Yes — a dedicated salt test is essential for managing a salt chlorine generator properly. The generator's display shows a salt reading, but these built-in sensors drift over time and are often inaccurate. An accurate salt level ensures: (1) Correct chlorine production — most generators require 2,700–3,400 ppm salt to produce chlorine efficiently; below this range, output drops or the generator displays low salt errors. (2) Equipment protection — salt above 4,000 ppm accelerates corrosion of metal fittings, heater elements, and pool surfaces. The Taylor K-2005-Salt adds chloride (salt) drop titration to the full K-2005 parameter set — one kit covers all your water chemistry needs including salt. The Taylor K-1766 is a standalone salt test for those who already have a comprehensive test kit but need to add salt testing. The LaMotte Tracer Digital Meter provides digital salt, TDS, and temperature in one unit — the fastest method for routine salt monitoring without drop counting. Calibrate digital salt meters monthly with the Hayward calibration solution for reliable readings.
How do I test pool water phosphate levels and why does it matter?
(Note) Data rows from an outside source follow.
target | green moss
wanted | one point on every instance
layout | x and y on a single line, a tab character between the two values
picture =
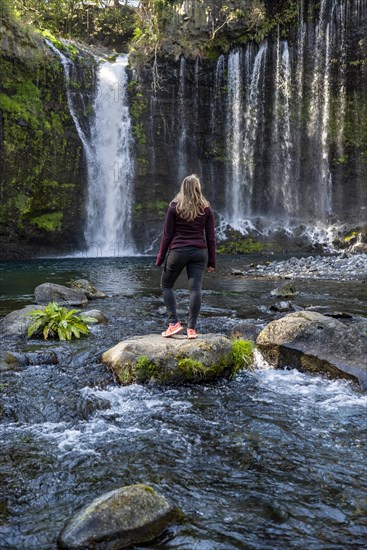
156	208
144	369
192	368
242	354
50	222
242	246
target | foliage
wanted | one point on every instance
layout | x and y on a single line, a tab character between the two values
56	321
242	354
240	246
192	368
92	20
50	222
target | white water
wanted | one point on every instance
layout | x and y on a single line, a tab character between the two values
234	138
111	168
283	191
182	152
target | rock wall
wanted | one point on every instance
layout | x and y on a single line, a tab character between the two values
42	179
275	126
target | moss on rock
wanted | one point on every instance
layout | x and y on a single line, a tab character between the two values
154	359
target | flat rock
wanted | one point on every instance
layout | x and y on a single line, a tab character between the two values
129	515
156	359
17	322
309	341
63	295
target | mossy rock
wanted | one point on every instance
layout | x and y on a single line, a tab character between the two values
152	358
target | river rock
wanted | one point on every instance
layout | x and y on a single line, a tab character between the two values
90	291
97	315
63	295
17	322
284	291
156	359
129	515
309	341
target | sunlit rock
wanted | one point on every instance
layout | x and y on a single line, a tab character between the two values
313	342
156	359
120	518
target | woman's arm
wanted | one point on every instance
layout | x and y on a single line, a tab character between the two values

Phosphate testing uses the Natural Chemistry/Biolab Phosphate Test Kit — add a reagent to a water sample and compare the resulting blue color to a chart (deeper blue = higher phosphate). The test is typically done when: (1) Algae is persistent despite correct chemistry — phosphates are the primary nutrient for algae. Pools with high phosphate (over 100–200 ppb) support rapid algae growth even with adequate sanitizer levels. Testing confirms whether phosphate is the underlying cause. (2) After heavy rain or fertilizer runoff events — rainwater washes lawn fertilizer (high in phosphate) into pool water, dramatically raising phosphate levels overnight. (3) Before starting a phosphate remover treatment — establish a baseline to verify the treatment is working. Most phosphate removers target levels below 100–125 ppb. For ongoing monitoring, test monthly during peak season (heavy rain, high bather load, nearby fertilized landscaping). Note: the BluWater sodium bromide test strips in our test strip collection also check phosphate levels (target below 125 ppb), making them useful for quick phosphate screening without a dedicated kit.